The preliminary, seasonally adjusted unemployment rate last month remained largely unchanged from May's 2.9% rate, New Hampshire Employment Security said in a report.
That's still the lowest unemployment rate in the Granite State since the outbreak began a year ago, and one of the lowest jobless rates in the nation.
At the height of the pandemic, New Hampshire's unemployment rate rose to more than 16% as tens of thousands of workers were sidelined to prevent the spread of the virus.
The number of unemployed workers in June dropped by 210 from May to 21,560, the state agency reported. 4,780 more unemployed workers in February than a year ago, which they attribute to the ongoing financial impact of the pandemic.
Meanwhile, there were 733,350 people employed in the state in June, the agency said. That's a decrease of 1,810 from the previous month, but up by 51,070 from a year ago.
The state's total labor force decreased by 2,020 to 754,910 from May to June, according to the labor department's report.
The number of seasonally adjusted nonfarm jobs in June was 655,900, the agency reported.
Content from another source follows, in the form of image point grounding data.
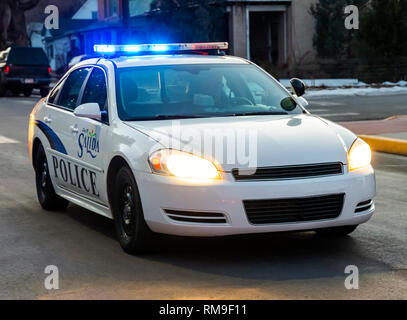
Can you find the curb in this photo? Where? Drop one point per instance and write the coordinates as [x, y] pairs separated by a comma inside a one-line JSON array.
[[387, 145]]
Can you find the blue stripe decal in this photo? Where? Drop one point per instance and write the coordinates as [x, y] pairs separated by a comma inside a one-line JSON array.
[[52, 137]]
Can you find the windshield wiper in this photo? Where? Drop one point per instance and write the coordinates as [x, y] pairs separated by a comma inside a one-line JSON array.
[[260, 113], [171, 117]]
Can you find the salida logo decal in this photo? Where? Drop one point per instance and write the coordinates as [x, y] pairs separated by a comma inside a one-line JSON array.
[[88, 141]]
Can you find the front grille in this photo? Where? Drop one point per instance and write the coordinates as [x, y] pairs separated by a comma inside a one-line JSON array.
[[294, 209], [288, 172], [196, 217], [364, 206]]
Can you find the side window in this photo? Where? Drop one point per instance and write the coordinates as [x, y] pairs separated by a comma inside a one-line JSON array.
[[72, 88], [54, 94], [95, 90]]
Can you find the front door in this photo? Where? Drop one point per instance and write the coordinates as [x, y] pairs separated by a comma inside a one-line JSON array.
[[88, 140]]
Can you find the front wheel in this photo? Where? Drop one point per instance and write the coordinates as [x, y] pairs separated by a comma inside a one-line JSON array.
[[47, 197], [132, 231], [336, 231]]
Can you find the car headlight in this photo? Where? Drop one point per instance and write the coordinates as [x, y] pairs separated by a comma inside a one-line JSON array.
[[359, 155], [182, 165]]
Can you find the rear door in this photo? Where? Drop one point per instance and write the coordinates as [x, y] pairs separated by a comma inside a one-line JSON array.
[[59, 123]]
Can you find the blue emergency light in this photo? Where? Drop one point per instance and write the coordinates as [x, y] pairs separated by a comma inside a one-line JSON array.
[[159, 48]]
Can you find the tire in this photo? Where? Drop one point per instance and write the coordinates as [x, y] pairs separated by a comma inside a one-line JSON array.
[[44, 92], [27, 92], [47, 197], [336, 231], [132, 231]]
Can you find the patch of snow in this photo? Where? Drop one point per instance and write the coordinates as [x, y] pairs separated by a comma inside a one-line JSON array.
[[400, 83]]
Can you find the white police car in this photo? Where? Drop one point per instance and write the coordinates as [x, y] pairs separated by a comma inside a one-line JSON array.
[[181, 139]]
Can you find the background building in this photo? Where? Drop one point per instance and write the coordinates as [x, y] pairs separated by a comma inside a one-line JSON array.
[[276, 34]]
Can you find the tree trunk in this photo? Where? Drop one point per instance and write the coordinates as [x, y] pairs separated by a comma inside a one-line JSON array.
[[5, 18], [12, 22]]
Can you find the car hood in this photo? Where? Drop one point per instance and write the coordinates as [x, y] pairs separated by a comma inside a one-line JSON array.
[[255, 141]]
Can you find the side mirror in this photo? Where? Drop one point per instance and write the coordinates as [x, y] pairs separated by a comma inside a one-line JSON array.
[[303, 102], [297, 86], [88, 110]]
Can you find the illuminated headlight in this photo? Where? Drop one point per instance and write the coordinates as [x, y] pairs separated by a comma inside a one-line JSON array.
[[359, 155], [182, 165]]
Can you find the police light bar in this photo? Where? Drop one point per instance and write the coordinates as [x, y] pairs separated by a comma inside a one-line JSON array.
[[156, 48]]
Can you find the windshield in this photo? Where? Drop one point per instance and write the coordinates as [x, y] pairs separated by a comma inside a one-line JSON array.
[[195, 91]]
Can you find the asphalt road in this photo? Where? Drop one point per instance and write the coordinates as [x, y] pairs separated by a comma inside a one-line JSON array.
[[282, 266], [359, 108]]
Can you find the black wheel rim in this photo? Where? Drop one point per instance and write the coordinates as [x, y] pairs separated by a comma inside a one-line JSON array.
[[43, 177], [127, 210]]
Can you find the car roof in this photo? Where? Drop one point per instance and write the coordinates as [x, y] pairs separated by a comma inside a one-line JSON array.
[[156, 60]]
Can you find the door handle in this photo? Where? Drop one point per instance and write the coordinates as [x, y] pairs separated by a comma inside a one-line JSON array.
[[74, 129]]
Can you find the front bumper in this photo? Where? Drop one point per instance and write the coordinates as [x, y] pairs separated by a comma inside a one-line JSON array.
[[226, 197]]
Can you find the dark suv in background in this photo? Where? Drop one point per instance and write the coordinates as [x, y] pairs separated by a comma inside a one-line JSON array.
[[22, 69]]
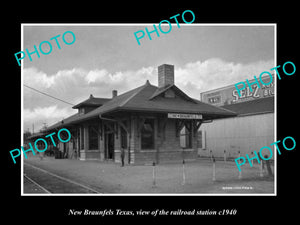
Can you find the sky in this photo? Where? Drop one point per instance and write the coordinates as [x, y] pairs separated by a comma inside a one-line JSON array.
[[107, 57]]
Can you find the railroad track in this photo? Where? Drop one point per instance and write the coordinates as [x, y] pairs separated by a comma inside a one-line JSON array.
[[37, 180]]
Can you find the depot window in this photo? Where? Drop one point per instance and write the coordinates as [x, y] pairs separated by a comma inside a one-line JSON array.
[[147, 134]]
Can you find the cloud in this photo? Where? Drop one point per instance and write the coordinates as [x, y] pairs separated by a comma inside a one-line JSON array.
[[199, 76], [77, 84]]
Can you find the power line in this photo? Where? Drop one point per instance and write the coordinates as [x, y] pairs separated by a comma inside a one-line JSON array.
[[47, 94]]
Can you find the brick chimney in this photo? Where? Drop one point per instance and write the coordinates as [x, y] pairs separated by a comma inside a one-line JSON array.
[[165, 75]]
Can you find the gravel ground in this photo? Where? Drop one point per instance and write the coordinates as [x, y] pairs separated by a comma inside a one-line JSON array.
[[109, 177]]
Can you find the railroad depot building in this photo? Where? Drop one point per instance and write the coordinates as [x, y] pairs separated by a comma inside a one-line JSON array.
[[252, 129], [152, 123]]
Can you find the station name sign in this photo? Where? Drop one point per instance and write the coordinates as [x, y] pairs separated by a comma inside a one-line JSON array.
[[185, 116]]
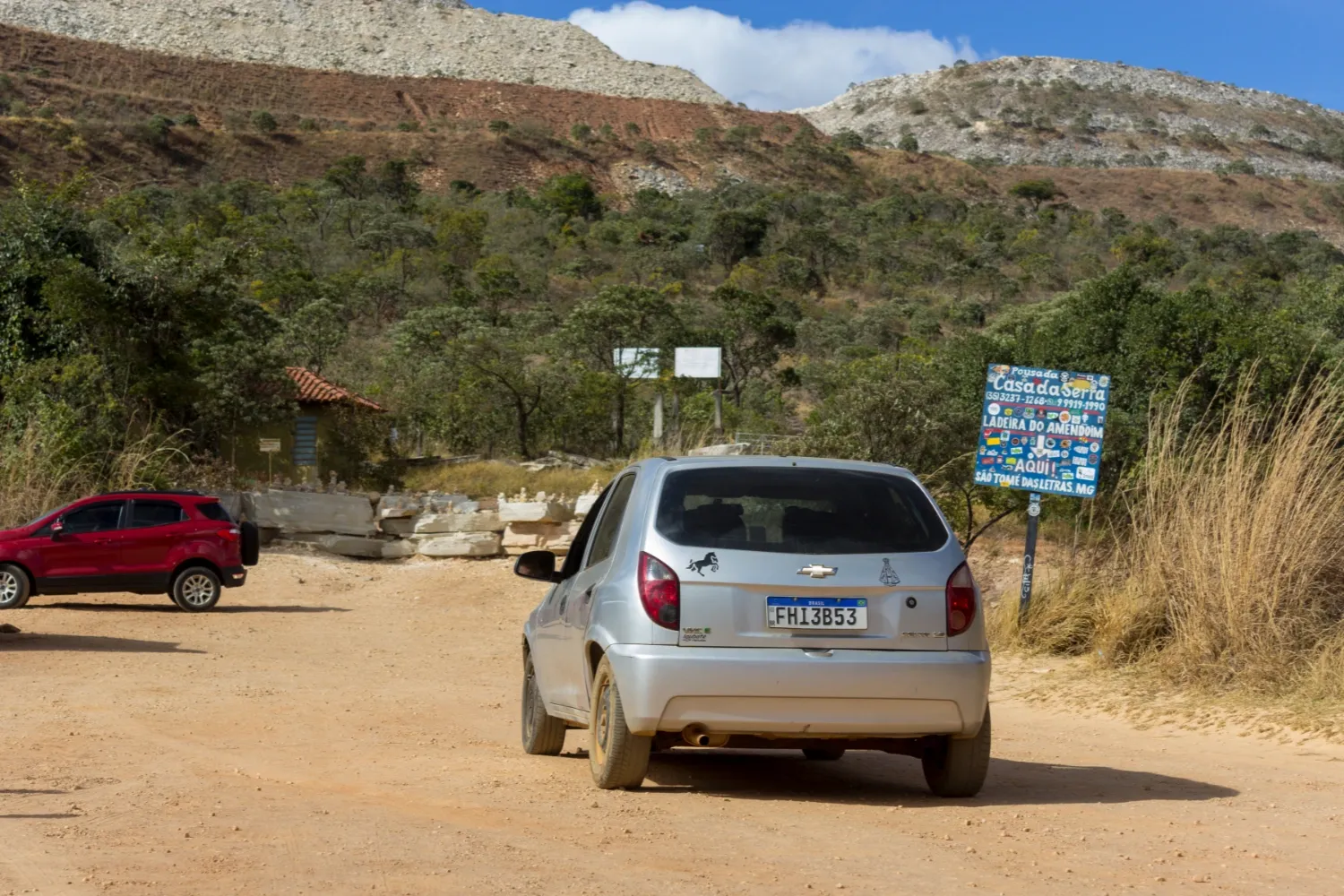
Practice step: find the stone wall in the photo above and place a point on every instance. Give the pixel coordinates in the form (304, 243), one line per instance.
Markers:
(402, 525)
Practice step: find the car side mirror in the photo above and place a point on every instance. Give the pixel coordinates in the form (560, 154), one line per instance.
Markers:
(537, 564)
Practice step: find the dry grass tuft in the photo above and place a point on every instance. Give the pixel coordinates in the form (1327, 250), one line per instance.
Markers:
(1228, 570)
(488, 478)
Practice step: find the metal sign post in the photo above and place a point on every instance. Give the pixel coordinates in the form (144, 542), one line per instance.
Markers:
(1029, 556)
(1040, 432)
(704, 365)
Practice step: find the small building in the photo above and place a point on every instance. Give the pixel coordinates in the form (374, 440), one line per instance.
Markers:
(333, 430)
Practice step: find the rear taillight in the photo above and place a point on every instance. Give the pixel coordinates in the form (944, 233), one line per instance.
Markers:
(660, 591)
(961, 600)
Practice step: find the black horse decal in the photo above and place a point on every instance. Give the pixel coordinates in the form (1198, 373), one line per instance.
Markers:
(710, 560)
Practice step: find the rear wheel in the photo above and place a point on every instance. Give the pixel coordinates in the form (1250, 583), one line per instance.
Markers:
(543, 734)
(196, 589)
(15, 587)
(959, 767)
(618, 758)
(823, 754)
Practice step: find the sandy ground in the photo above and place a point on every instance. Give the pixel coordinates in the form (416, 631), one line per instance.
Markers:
(351, 728)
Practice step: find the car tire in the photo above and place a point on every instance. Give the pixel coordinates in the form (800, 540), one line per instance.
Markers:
(959, 767)
(196, 589)
(543, 734)
(15, 587)
(823, 754)
(618, 758)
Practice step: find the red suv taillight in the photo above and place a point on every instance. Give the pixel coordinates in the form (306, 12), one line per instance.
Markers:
(961, 600)
(660, 591)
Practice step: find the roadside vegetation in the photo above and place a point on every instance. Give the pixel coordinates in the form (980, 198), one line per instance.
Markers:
(1222, 563)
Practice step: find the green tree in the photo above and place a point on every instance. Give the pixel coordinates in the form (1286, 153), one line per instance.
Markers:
(1037, 193)
(572, 195)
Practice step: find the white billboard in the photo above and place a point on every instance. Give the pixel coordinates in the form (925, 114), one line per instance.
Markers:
(636, 363)
(699, 363)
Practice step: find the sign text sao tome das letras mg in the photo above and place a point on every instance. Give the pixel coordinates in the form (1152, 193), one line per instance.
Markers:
(1040, 430)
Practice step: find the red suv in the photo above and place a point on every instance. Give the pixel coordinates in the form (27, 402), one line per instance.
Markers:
(177, 543)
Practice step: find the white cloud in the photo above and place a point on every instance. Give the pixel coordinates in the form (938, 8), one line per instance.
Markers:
(804, 64)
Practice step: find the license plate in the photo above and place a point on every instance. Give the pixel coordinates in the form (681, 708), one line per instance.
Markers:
(835, 614)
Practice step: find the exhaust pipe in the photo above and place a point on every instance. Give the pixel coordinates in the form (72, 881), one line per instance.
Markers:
(698, 735)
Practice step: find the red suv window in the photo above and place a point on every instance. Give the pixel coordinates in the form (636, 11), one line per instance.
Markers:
(151, 513)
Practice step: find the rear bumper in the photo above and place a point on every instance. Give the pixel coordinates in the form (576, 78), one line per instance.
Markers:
(787, 692)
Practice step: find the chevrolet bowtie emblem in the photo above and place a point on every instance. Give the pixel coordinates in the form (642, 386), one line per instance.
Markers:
(817, 571)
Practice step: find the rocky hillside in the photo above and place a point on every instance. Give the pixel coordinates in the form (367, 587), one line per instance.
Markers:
(435, 38)
(1066, 112)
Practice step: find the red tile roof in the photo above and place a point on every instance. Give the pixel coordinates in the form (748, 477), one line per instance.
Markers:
(314, 389)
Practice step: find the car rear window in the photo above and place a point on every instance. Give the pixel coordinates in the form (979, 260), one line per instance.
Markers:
(215, 511)
(797, 511)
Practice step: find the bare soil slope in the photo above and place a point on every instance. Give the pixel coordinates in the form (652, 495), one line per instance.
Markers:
(352, 728)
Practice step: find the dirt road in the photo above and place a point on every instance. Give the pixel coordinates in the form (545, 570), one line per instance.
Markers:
(351, 728)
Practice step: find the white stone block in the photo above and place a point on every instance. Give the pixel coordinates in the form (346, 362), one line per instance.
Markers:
(438, 522)
(354, 547)
(464, 544)
(540, 511)
(295, 512)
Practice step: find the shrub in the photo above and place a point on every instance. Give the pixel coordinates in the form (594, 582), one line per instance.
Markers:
(849, 139)
(263, 121)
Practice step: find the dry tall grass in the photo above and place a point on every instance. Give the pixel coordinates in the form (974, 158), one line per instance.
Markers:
(42, 468)
(1228, 568)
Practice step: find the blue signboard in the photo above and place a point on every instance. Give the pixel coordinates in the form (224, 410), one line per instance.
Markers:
(1042, 430)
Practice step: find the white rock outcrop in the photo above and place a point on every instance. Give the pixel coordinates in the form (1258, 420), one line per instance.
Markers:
(418, 38)
(445, 522)
(538, 508)
(465, 544)
(521, 538)
(1045, 110)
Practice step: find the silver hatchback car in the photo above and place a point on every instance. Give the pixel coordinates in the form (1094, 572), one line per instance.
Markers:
(766, 603)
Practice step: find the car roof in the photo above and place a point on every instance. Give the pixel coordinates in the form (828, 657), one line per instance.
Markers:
(152, 493)
(773, 460)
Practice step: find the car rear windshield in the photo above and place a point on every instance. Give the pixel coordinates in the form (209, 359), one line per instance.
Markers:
(798, 511)
(215, 511)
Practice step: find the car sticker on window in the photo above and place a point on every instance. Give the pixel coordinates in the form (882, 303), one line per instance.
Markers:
(711, 562)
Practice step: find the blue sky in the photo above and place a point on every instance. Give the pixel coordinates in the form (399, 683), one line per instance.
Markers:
(1290, 46)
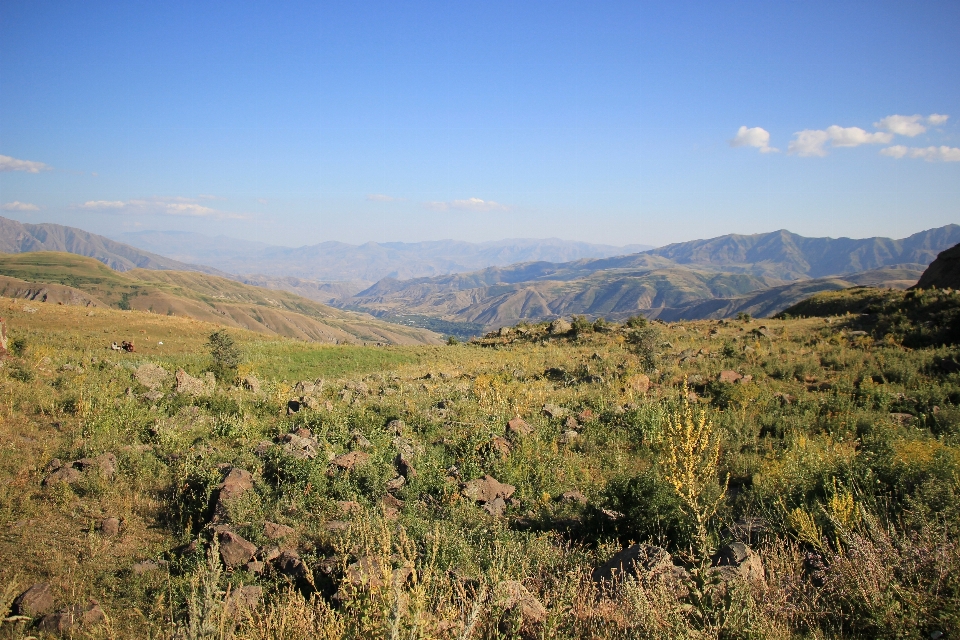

That's 700 fewer jobs than last month but 45,300 more than in June 2020.
Overall, New Hampshire's labor market has been improving ahead of other New England states are struggling to rebuild their post-pandemic economies.
There were 521 new claims for state unemployment benefits for the week that ended July 10 -- a drop of 35 from the previous week, according to the U.S. Department of Labor's weekly report.
Meanwhile, 10,491 continuing claims – a barometer of the unemployment situation – were filed in the week ending July 3, declining by 3,667 over the previous week.
The state has paid out more than $1.8 billion in federal and state unemployment benefits since mid-March, when the COVID-19 outbreak began.
The national unemployment rate decreased by 0.1% to 5.9% in June, according to preliminary data from the U.S. Labor Department.